This is loosely related to "OpenACC" deepcopy support in current nvc releases? It works, but is it supported? - similar example, different question. I noticed some (to me) weird behavior with struct pointer member attach / detach. It seems like nvc only creates attach / detach statements when the struct itself is explicitly copied, not when that happens implicitly.
I am using NVHPC SDK 21.9 on Ubuntu 20.04 and the following code:
//deepcopy_test.c
#include <stdlib.h>
#include <stdio.h>
typedef struct points {
float* x; float* y;
int n;
} points;
int main() {
points p;
p.n = 1000;
p.x = ( float*) malloc ( sizeof ( float )*p.n );
p.y = ( float*) malloc ( sizeof ( float )*p.n );
// working pragma:
//#pragma acc data copy(p) copy(p.x[:p.n]) copyin(p.y[:p.n])
// generates implicit copy(p) but no attach for p.x, p.y:
#pragma acc data copy(p.x[:p.n]) copyin(p.y[:p.n])
{
#pragma acc parallel loop
for (int i=0; i<p.n; ++i ) p.x[i] += p.y[i];
}
printf("all done, exiting\n");
}
Compiling this yields:
$ nvc -Wall -O3 -g -Minfo=accel -acc=strict deepcopy_test.c -o deepcopy_test && NVCOMPILER_ACC_NOTIFY=3 ./deepcopy_test
main:
19, Generating copy(p.x[:p.n]) [if not already present]
Generating Tesla code
21, #pragma acc loop gang, vector(128) /* blockIdx.x threadIdx.x */
19, Generating implicit copyin(p) [if not already present]
Generating copyin(p.y[:p.n]) [if not already present]

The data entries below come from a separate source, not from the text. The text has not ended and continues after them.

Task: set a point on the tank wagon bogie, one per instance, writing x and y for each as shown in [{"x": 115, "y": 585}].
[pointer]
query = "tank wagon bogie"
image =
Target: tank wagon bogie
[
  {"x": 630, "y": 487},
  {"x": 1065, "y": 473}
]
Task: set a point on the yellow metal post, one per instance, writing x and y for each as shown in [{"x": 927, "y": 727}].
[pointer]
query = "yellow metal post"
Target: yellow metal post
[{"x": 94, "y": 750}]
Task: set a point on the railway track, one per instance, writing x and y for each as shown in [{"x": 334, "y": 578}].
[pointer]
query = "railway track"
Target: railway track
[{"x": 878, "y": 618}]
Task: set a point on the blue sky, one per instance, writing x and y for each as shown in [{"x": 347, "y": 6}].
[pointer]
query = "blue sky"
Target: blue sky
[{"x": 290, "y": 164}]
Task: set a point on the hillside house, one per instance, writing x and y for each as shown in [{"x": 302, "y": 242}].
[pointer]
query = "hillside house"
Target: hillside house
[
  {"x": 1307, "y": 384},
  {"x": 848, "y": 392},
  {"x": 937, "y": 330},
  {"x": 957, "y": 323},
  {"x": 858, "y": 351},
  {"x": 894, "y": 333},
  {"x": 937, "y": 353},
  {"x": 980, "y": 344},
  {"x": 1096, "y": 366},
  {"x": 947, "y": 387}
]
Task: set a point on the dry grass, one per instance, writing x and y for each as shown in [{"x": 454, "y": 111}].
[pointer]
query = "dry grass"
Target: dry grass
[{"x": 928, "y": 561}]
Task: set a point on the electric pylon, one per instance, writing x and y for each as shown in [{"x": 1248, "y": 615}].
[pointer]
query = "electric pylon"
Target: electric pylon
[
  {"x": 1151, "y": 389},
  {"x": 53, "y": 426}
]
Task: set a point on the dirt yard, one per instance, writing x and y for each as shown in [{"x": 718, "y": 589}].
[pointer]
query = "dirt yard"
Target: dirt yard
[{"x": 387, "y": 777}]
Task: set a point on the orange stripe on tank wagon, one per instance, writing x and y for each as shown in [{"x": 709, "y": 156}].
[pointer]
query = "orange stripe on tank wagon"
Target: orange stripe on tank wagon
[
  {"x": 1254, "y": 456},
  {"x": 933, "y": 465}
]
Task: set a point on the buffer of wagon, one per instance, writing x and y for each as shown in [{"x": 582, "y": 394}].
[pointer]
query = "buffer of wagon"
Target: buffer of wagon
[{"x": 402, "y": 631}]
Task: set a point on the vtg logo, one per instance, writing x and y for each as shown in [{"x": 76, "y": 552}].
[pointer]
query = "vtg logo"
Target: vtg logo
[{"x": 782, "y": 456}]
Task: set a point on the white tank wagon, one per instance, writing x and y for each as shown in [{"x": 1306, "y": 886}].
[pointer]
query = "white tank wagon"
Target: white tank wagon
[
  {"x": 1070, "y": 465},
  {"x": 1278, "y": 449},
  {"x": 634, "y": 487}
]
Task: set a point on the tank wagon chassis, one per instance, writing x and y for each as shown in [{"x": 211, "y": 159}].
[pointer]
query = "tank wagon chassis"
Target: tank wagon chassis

upload CUDA data file=[...]/deepcopy_test.c function=main line=19 device=0 threadid=1 bytes=4000
upload CUDA data file=[...]/deepcopy_test.c function=main line=19 device=0 threadid=1 bytes=4000
upload CUDA data file=[...]/deepcopy_test.c function=main line=19 device=0 threadid=1 variable=p bytes=24
launch CUDA kernel file=[...]/deepcopy_test.c function=main line=19 device=0 threadid=1 num_gangs=1024 num_workers=1 vector_length=128 grid=1024 block=128
Failing in Thread:1
call to cuStreamSynchronize returned error 700: Illegal address during kernel execution
Notice how the two pointer members are created and copied, but not attached. While with the other pragma line which contains an explicit copy statement for p as well everything works:
$ nvc -Wall -O3 -g -Minfo=accel -acc=strict deepcopy_test.c -o deepcopy_test && NVCOMPILER_ACC_NOTIFY=3 ./deepcopy_test
main:
19, Generating copy(p) [if not already present]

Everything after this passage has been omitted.